Usine ALTEO à Gardanne

Le carve-out : réussir la transformation

Dossier : L'entreprise en difficultéMagazine N°713 Mars 2016
Par Antonin MARCUS (05)

Un carve-out cor­res­pond à la ces­sion de tout ou par­tie d’une acti­vi­té, en prin­cipe non stra­té­gique, par un groupe. L’objectif est donc de res­tau­rer une valeur éco­no­mique durable pour la par­tie cédée. Cela se pré­pare très en amont, avec l’adhésion des diri­geants et des employés, et doit s’inscrire dans une vision glo­bale des nou­veaux actionnaires.

Les ces­sions sont moti­vées par une mul­ti­tude de fac­teurs. Elles prennent dif­fé­rentes formes, de l’introduction en Bourse à la ces­sion à un concur­rent.
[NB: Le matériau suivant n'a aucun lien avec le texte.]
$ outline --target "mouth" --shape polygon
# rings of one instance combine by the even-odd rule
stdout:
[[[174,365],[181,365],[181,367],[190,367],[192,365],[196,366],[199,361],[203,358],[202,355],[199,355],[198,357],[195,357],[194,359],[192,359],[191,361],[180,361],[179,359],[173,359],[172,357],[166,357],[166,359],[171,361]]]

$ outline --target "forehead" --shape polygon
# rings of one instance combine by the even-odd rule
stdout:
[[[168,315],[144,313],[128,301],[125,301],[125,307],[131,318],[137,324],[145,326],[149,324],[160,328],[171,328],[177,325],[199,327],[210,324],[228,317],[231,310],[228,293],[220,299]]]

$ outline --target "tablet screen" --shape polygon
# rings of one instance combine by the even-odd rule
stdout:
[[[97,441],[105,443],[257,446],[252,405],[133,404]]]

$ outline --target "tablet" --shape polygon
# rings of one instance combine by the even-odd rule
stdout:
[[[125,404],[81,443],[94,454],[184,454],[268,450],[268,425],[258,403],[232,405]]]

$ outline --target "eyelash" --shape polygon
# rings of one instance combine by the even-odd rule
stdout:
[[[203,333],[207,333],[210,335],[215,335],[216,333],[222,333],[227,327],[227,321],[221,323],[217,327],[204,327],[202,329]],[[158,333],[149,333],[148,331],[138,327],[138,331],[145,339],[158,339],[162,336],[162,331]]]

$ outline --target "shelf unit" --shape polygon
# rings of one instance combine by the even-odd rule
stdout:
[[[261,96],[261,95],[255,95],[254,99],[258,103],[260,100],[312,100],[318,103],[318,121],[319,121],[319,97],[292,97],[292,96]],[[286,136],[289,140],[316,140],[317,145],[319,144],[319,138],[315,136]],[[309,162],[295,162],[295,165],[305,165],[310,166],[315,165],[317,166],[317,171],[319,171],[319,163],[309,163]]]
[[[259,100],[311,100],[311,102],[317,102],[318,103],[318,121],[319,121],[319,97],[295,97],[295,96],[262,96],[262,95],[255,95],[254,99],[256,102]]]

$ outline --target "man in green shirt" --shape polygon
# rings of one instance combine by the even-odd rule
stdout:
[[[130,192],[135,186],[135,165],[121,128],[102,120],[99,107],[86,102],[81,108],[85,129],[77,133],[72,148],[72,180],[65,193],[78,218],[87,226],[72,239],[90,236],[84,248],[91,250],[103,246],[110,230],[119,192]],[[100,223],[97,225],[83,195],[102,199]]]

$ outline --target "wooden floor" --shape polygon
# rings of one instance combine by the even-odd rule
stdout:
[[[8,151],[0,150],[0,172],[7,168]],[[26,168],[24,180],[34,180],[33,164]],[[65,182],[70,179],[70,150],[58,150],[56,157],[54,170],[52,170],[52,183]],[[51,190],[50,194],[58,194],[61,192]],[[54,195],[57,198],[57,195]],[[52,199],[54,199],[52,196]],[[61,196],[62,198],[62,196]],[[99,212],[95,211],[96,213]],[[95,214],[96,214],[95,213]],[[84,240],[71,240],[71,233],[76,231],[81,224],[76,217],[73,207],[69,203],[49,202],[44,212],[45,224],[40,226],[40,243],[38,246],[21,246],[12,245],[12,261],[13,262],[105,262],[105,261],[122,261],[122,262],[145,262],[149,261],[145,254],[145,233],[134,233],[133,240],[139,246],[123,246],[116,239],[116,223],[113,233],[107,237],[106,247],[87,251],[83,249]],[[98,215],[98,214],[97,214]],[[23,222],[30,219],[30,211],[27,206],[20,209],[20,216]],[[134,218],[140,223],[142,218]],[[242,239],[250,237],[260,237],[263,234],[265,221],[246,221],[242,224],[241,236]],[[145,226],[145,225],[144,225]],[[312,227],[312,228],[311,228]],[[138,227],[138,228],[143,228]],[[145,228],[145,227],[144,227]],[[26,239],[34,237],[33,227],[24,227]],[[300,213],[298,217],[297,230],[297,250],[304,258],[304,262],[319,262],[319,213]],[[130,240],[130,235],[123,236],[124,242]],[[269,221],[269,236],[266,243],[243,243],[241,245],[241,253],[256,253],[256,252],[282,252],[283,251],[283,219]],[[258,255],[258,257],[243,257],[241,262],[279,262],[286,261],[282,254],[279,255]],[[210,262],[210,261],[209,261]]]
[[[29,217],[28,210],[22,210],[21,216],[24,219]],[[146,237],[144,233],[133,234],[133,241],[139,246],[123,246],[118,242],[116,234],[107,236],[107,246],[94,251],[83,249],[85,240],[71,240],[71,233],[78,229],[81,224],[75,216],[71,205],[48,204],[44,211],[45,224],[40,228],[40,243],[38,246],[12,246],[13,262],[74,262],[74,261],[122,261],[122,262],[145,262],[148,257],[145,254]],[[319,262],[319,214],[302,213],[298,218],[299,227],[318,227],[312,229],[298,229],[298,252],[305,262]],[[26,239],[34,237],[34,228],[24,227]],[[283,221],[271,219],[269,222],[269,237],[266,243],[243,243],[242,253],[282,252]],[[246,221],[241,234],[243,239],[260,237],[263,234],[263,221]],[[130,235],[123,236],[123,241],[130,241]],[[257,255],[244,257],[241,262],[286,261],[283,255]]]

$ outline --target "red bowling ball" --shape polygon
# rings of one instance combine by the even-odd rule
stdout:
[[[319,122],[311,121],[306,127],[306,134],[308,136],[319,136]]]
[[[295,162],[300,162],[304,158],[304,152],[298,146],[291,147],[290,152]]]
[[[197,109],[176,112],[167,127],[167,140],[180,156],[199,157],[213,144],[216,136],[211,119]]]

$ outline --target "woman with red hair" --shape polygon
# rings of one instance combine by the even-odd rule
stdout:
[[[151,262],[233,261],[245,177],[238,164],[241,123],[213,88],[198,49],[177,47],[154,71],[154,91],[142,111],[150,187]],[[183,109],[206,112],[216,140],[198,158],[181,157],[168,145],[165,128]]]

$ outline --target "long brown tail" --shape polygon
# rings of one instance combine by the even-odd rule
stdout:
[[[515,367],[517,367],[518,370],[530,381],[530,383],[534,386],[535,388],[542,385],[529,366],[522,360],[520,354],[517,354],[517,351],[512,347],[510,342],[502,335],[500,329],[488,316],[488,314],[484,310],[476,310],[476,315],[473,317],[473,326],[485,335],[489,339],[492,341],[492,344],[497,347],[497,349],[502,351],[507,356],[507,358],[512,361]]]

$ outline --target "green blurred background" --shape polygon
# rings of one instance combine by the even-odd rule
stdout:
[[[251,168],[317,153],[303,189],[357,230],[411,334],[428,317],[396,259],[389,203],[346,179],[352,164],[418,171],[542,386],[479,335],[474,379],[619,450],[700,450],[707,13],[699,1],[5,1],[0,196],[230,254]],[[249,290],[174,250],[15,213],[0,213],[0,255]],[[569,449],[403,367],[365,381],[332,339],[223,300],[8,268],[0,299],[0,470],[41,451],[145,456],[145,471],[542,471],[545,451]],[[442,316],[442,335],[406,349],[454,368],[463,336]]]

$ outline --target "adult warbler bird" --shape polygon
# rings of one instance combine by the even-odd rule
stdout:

Elles concernent aus­si bien des filiales auto­nomes et ren­tables que des agglo­mé­ra­tions de branches d’activités non stratégiques.

“ Pour une équipe dirigeante, vendre est un signe de maturité ”

En cas de situa­tions opé­ra­tion­nelles et finan­cières déli­cates, ces enti­tés peuvent aus­si être cédées à des inves­tis­seurs experts de ces situa­tions, sou­vent des fonds d’investissement ayant l’expertise adéquate.

Ce der­nier cas est par­ti­cu­liè­re­ment inté­res­sant : la prise d’autonomie impose à l’entité détou­rée de se réin­ven­ter, de manière indé­pen­dante, avec un nou­veau par­te­naire de réfé­rence. À la clé, le plus sou­vent, une régé­né­ra­tion de l’outil indus­triel et une évo­lu­tion du modèle d’affaires, pour per­mettre d’écrire une nou­velle page de l’histoire de l’entité.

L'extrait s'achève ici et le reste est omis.